Last time, the central bank's interest rate cuts could stimulate the market to rebound substantially. There are two main factors: the market is hard to predict in advance that the central bank will cut interest rates in the early 2014 when the monetary policy is not stimulated. The rate cut completely breaks the inherent expectations of the people. Last time the interest rate cut was relatively large, and the benchmark lending rate dropped more than the usual 25 basis points.
But for this time, the response of the market will be more rational. On the one hand, the market has already had strong expectations for the reduction of the market. Although the latter is somewhat later, it is generally in line with market expectations.

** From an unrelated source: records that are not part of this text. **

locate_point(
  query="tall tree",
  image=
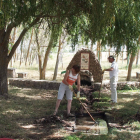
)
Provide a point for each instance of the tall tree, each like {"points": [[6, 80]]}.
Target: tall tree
{"points": [[14, 13]]}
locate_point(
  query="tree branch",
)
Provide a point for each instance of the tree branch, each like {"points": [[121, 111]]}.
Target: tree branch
{"points": [[20, 38]]}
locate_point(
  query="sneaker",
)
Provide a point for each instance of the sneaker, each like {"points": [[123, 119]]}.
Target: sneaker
{"points": [[70, 115], [55, 112]]}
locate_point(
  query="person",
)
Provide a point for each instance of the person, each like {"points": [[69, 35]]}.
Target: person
{"points": [[113, 73], [66, 86]]}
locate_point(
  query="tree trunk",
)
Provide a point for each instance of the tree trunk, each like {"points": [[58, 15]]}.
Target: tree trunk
{"points": [[29, 48], [21, 52], [47, 55], [3, 76], [99, 51], [91, 48], [137, 60], [13, 41], [130, 67], [57, 61]]}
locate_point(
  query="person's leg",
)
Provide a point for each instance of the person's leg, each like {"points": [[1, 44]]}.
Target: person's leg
{"points": [[69, 96], [61, 92], [69, 106], [57, 106], [113, 86]]}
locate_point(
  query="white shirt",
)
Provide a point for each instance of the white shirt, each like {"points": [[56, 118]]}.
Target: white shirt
{"points": [[115, 71]]}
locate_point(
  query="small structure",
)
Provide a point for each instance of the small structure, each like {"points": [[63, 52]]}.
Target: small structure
{"points": [[90, 66], [11, 73], [22, 74]]}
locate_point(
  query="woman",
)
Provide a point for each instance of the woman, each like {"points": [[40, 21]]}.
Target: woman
{"points": [[66, 86]]}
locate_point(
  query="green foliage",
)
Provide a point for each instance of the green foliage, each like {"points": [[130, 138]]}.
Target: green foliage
{"points": [[128, 87], [72, 137]]}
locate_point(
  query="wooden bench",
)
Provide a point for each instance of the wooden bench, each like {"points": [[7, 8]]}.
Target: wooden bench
{"points": [[137, 74], [22, 74], [11, 73]]}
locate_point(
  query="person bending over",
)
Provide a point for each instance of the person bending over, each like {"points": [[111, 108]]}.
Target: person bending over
{"points": [[113, 73], [66, 86]]}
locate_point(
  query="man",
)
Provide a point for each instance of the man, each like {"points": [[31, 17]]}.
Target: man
{"points": [[113, 73]]}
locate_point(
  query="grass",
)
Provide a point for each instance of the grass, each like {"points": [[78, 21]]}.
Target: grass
{"points": [[18, 112]]}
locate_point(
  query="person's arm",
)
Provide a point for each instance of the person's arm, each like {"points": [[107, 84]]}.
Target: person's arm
{"points": [[66, 77], [110, 69], [78, 82]]}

On the other hand, the sharp decline in interest rates after the last rate cut has also objectively reduced the expectation of improving liquidity.
Third, the central bank's loose monetary policy should not be overestimated.
Although the central bank has released the easing signal, it is unrealistic to expect the central bank to release more liquidity in the short term. After all, the central bank has indicated that the keynote of monetary policy in 2015 is steady and moderate.
And from the internal and external environment, it does not support the central bank to implement too loose monetary policy. At present, too loose liquidity is easy to brew asset bubbles when the real economy is sluggish and it is difficult to absorb more liquidity.
Moreover, in the case of a relatively strong appreciation cycle for the US dollar, too loose liquidity can easily trigger the pressure of excessive devaluation of the RMB, which is also the central bank's unwillingness to see.
The market is waiting.
This year, the A share market failed to continue the rally in December last year. One important factor is that the market has deviations from the interpretation of "policy for strengthening financing regulation".
In fact, at the beginning of a big rally, strengthening supervision will be conducive to a longer market in the future.
In the short term, there are many factors affecting the market.
The net outflow of funds in the market paction and settlement fund is 41 billion 500 million yuan, which is a continuous second week net outflow of funds and a 388 billion 900 million week cumulative outflow of funds for two weeks. 2, the regulatory level's "deleveraging" policy, including the regulation of Fan Rongzi and umbrella funds, etc., 3, fourth quarter of last year, the largest deficit in China's capital account since 1998 last year, and the recent sharp decline in the RMB exchange rate, and the pressure on the stock market due to the accelerated capital outflow. 4, this week, there are 24 new shares, which will bring more pressure to the short-term capital market. The trading of the options will start on Monday. Under the current market adjustment environment, the hedging function of the options will have a certain short selling effect, and the corresponding 50ETF heavy weight stocks will form a certain pressure on the index. In addition to the economic level, there are the following: 1, January 26 Li to January 30th, securities.
However, we are still optimistic about the long-term trend of the Shanghai and Shenzhen stock market, or the saying: the road is tortuous and the future is bright.
But the short-term adjustment is not over yet. At present, the A share market seems to be waiting for something: 1, wait for the end of the technical adjustment after the rapid rise; 2, wait for the investors to miss the rapid rise at the end of last year, give them the opportunity to take a leisurely ride; 3, wait for the capital to gather again; 4, wait for the highlight of the domestic economy.